"KNOW THYSELF"

At first glance the aphorism "Know thyself" ranks with "Eat your carrots," and "Don't talk back to your mother." However, through the ages such people as Socrates, Alexander Pope, Jean-Jacques Rousseau, Ralph Waldo Emerson, and many others have gone to the trouble of saying a great deal about the matter, so there must be something to it. The maxim even has its own page on Wikipedia.

"Know thyself" is being considered here because, for me, that advice also is a prime teaching of Nature. The teaching derives from Nature's unrelenting evolutionary drive toward diversity at so many levels, including among us humans. Each human is born with his or her unique genetically based predispositions, except for identical twins, and even the predispositions of twins diverge as different life experiences create different people of them.

Since such creative energy has gone into making my own personal package of predispositions, it seems clear to me that one of my primary tasks as a human is to recognize what my predispositions are. And, once I have that figured out, to take my predispositions into account in everyday life. My thinking is that I wouldn't have been created with definite predispositions if the Universal Creative Impulse hadn't "wanted" them to direct the course of my life.

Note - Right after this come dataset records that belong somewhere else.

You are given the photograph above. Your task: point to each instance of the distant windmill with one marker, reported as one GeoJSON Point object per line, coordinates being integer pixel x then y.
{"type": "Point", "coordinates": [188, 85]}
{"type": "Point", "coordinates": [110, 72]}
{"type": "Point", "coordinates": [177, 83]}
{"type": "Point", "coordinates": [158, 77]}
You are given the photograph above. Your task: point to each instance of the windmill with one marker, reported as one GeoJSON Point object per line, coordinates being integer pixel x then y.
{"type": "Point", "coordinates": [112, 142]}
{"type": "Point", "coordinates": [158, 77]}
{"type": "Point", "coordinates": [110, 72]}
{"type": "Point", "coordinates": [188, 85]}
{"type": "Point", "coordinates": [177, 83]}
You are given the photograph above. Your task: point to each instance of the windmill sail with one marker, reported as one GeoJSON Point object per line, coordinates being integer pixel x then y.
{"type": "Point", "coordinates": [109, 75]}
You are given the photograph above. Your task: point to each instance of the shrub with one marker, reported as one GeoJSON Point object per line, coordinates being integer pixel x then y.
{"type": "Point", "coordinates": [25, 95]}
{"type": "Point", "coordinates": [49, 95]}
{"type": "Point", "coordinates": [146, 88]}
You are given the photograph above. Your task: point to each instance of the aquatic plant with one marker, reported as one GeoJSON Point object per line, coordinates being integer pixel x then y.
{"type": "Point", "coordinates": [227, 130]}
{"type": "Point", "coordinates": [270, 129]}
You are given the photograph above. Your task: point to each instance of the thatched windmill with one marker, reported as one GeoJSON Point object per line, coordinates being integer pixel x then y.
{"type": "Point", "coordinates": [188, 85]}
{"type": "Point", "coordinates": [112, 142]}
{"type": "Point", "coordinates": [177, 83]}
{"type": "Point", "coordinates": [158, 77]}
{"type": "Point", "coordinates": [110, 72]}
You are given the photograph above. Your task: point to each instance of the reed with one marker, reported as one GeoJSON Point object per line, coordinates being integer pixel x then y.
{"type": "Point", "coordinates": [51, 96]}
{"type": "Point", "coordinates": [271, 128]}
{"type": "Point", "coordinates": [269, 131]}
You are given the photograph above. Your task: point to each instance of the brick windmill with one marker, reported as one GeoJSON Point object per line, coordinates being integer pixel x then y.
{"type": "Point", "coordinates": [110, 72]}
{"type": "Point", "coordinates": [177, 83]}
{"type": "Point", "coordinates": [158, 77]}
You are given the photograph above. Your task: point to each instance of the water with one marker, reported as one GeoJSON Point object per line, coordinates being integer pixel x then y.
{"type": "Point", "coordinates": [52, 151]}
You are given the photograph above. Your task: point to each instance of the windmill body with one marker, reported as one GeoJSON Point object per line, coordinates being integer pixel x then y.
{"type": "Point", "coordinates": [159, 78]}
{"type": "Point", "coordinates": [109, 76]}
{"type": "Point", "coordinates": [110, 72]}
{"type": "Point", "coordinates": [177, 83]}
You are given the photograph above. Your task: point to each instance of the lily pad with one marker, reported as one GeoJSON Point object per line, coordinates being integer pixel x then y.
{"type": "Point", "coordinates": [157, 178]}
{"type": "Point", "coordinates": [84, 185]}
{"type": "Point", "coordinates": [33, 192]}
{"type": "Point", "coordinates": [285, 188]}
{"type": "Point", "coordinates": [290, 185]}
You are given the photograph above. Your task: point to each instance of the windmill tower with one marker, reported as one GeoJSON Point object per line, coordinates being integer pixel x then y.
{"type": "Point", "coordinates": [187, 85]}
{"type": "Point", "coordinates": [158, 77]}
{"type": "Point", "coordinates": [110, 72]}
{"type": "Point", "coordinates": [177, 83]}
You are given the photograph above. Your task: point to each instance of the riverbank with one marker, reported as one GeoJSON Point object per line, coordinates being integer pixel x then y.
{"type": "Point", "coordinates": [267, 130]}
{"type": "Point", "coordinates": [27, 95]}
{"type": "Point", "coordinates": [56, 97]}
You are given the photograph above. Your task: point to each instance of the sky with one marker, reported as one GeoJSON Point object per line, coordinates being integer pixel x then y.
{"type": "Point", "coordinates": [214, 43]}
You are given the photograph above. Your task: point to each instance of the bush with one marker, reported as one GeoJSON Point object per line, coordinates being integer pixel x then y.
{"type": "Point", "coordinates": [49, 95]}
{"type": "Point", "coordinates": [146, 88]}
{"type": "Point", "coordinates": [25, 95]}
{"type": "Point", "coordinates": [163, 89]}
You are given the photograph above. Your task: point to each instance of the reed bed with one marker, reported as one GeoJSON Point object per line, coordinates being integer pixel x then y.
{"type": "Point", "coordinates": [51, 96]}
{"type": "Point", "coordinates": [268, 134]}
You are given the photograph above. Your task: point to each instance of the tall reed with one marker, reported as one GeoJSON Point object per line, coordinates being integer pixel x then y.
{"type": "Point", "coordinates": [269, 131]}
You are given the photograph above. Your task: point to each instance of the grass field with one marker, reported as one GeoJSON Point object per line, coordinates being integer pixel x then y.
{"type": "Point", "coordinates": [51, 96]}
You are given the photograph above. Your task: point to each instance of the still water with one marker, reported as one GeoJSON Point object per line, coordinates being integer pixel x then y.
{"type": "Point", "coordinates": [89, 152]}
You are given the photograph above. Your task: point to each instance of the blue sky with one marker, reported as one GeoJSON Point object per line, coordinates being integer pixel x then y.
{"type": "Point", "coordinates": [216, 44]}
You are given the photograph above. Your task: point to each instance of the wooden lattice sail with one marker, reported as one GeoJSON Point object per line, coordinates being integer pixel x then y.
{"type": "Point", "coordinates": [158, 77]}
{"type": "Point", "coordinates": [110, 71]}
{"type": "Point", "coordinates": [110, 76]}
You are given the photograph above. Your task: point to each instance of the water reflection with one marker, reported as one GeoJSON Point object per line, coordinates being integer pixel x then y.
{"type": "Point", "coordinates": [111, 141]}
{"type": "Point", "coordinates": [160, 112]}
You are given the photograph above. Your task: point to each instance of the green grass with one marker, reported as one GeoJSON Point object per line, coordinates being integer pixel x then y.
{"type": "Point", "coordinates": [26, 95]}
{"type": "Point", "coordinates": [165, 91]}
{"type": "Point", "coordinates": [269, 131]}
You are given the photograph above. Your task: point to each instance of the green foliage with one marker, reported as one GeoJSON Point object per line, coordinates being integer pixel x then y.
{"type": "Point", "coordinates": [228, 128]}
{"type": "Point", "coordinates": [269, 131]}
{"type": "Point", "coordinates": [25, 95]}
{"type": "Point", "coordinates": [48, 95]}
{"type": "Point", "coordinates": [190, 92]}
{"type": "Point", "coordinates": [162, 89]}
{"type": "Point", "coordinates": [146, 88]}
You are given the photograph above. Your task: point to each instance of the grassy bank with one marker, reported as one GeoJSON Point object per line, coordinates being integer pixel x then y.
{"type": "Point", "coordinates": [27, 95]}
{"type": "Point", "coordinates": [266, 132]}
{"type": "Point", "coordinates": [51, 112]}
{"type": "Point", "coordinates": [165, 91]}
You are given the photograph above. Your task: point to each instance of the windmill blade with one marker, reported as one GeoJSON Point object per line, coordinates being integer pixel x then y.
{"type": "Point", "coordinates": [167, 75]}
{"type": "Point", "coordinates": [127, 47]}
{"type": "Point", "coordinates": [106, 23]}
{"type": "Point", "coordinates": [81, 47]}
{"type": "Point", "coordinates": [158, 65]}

When my Brazilian friend Iolanda was a child, she fantasized about having her own little cart on which she'd push around pans of water, soap, washrags and towels, antiseptic and bandages and drugs, and when she'd find people needing care she'd provide it. She grew up to become a nun caring for the very poor.

Even I seem the product of unambiguous genetic programming. When I was maybe twelve or thirteen I found myself on Saturday afternoons sitting at the kitchen table with information about plants and animals gathered from various sources, and writing about them in my own words. I knew no one else who did such a thing, but I felt compelled to do exactly that, and it felt good, and still does.

It's easy to see why such varied predispositions would be adaptive for the human species. In any random collection of humans, when the community reaches a certain fairly small size, automatically there are citizens predisposed to serve as teachers, farmers, handworkers, warriors, artists, exemplary parents and spouses, hunters, merchants, community leaders, etc. Our genetically programmed predispositions set us up to be useful in our respective communities.

A beautiful feature of the way all this is done is that when a person does what he or she feels most inclined to do, it makes them happy. I don't know anyone happier than Iolanda and I, even though neither of us has much money, and we're often considered by others to be cranks. My happiness, I judge, is fundamentally based on my own self knowledge.

Certainly Spinoza recognized the importance of self knowledge, and tells us exactly why: Only when we understand ourselves can we control our emotions, and that's the primary condition for sustained and rational happiness.

The corollary of knowing oneself leading to happiness is this: That by ignoring our personal predispositions we become unhappy.

In fact, maybe the great failure of our modern Western society is that so many of us have confused the needs of a materialistic capitalism with our own personal natural needs. We believe what we hear day and night -- that having this, consuming that, makes us happy.

It doesn't, at least not for Spinozas sustained and rational happiness. Moreover, my reading of history is that any society in which a large part of a population isn't happy not only is a sad society, but a dangerous one, because of societal neuroses that inevitably develop among unfulfilled, unhappy people.